Napoleon che voleva tutto

07.12.2023

Su questo film che mi incuriosiva tanto ho pensieri delusi. Volevo vederlo perché Napoleone raccontato da Ridley Scott e infilato nei panni di Joaquin Phoenix mi sembrava un territorio da gustare. Un personaggio scolpito nella storia, pieno di contraddizioni, feroce e affascinante, egoico e delirante, conquistatore senza limiti, amato, odiato, affascinato; ecco è un po' anche la metafora del tempo che viviamo o la metafora di ogni tempo. Sarà banale dire che ogni epoca ha avuto il suo conquistatore? A scartabellare nel tempo si viene sospinti sempre più in là e le figure brulicano come alberi in una foresta fitta.
Napoleone Bonaparte voleva tutto e ha cercato di avere tutto. L'impressione è che anche questo film volesse tutto. Volesse mettere in scena tutto di Napoleone. Volere tutto può essere un grande proposito, un motore per raggiungere quanto possibile, che non è tutto ma forse gli si avvicina. Però è un'ambizione che ha le sue contropartite e la più dolorosa a me sembra la rinuncia al gusto. Quando ci si muove nel mondo rastrellando più possibile, si perde la finezza delle cose, si perde il gusto di scegliere, di assaporare.
Mi sembra che il "Napoleon" di Ridley Scott abbia rinunciato al gusto. Non credo che a privilegiare un punto di vista, un aspetto della sua vita, il personaggio Bonaparte ne sarebbe uscito sbiadito, poco delineato, mancante di qualcosa. Penso che un solo filo ben dipanato avrebbe dato di Napoleone un'idea piena, eppure rarefatta.

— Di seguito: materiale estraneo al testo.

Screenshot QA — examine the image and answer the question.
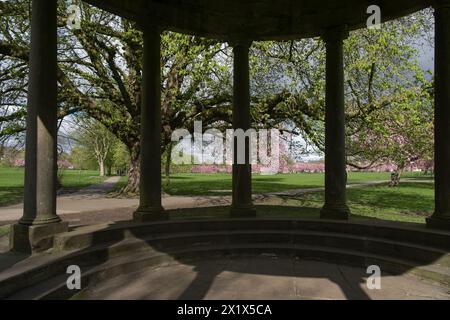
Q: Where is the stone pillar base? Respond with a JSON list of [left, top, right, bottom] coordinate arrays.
[[320, 205, 350, 220], [230, 205, 256, 218], [9, 222, 69, 254], [133, 207, 169, 222], [427, 216, 450, 231]]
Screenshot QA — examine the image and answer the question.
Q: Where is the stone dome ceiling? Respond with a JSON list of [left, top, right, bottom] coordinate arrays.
[[86, 0, 431, 40]]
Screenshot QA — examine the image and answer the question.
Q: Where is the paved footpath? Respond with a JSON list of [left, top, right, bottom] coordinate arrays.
[[0, 177, 426, 225]]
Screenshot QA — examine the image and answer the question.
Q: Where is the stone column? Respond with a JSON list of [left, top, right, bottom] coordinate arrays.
[[134, 27, 167, 221], [320, 27, 350, 219], [11, 0, 67, 252], [427, 0, 450, 230], [231, 40, 256, 217]]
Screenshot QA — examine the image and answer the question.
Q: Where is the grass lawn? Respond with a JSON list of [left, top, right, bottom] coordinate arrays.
[[116, 172, 430, 195], [0, 168, 105, 207], [112, 172, 434, 223], [171, 182, 434, 223]]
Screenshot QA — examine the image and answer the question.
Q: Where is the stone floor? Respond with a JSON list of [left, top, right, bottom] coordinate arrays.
[[77, 256, 450, 300]]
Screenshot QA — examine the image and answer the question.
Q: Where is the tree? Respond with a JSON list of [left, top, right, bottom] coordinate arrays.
[[73, 119, 117, 177]]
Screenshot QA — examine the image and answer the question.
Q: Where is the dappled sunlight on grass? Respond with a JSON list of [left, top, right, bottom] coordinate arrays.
[[0, 168, 106, 207]]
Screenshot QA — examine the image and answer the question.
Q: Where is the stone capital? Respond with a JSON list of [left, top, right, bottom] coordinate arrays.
[[322, 25, 349, 42], [228, 38, 253, 49]]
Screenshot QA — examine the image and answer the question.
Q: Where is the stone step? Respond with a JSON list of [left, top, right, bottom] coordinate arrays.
[[58, 230, 450, 266], [9, 240, 450, 299], [54, 219, 450, 252]]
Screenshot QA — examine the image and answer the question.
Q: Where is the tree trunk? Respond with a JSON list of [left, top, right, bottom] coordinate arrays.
[[98, 160, 105, 177], [165, 143, 172, 186], [389, 167, 404, 187], [121, 143, 140, 194]]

Lasciando sullo sfondo, come un paesaggio sopra una tela, tante vicende storiche (le guerre, le battaglie, le scansioni temporali che invece nel film appaiono come un inutile enorme volume storiografico) e tenendo in primo piano quel filo, Ridley Scott e più ancora di lui Joaquin Phoenix, avrebbero raccontato un Napoleone smisurato, denso, attraente e respingente come d'altra parte era.
Il regista ha giustamente dichiarato che voleva raccontare il suo Bonaparte e, ancor di più, voleva che Phoenix lo facesse suo (cosa che effettivamente è accaduta, con esito felice direi). Non gli interessavano l'aderenza storica, il rigore filologico, la congruenza dei fatti.
Penso che un film sia un grande sogno, anche quando racconta la realtà. È insensato pretendere esattezza e rigore. A meno che non si stia realizzando un saggio, un documento, un'analisi puntuale, le narrazioni per immagini hanno il diritto di folleggiare, di disegnare pieni e vuoti, di raccontare la Storia in modo impreciso. Basta essere onesti con sé stessi e con gli spettatori. Ridley Scott lo è.
Per questo, a me non importa se Napoleone storicamente non era presente in Place de la Révolution mentre a Maria Antonietta tagliavano la testa, e se nella Necropoli di Giza, ai piedi delle Piramidi, non ha guidato alcuna battaglia, come invece appare nel film. Mi interessa molto di più che la storia raccontata crei spazio nei miei pensieri, stimoli domande, lasci in sospeso sensazioni. E d'altra parte, perché si dovrebbe pretendere di rendere esaustivo un personaggio come Napoleone? Desidero conoscerlo sì, ma più di tutto, attraverso un film, desidero esserne avvinta, nel bene e nel male.
Uno dei piani più belli raccontati nel film (quello che secondo me meritava di essere il filo teso in primo piano, lasciando il resto sul fondo del paesaggio) è il lungo, complicato, febbrile, caldo, felice e doloroso rapporto con Giuseppina di Beauharnais, la prima moglie, amatissima, controversa, ripudiata perché incapace di dargli un erede, cercata e amata fino alla fine, amica, confidente, mai dimenticata. Questo rapporto, non semplicemente sentimentale ma anche strategico, poteva condurre tutto il film, poteva addirittura portare lo sguardo dello spettatore dentro le guerre, le conquiste, le sconfitte, senza mostrare la dimensione colossale dei campi di battaglia.
Lo avrei preferito. Avrei preferito vedere Joaquin Phoenix e Vanessa Kirby (Napoleone e Giuseppina, bravissimi) attraversare gli avventurosi e sventurati decenni dell'impero Bonaparte come una bussola del tempo, degli accadimenti, degli umori di un'intera nazione.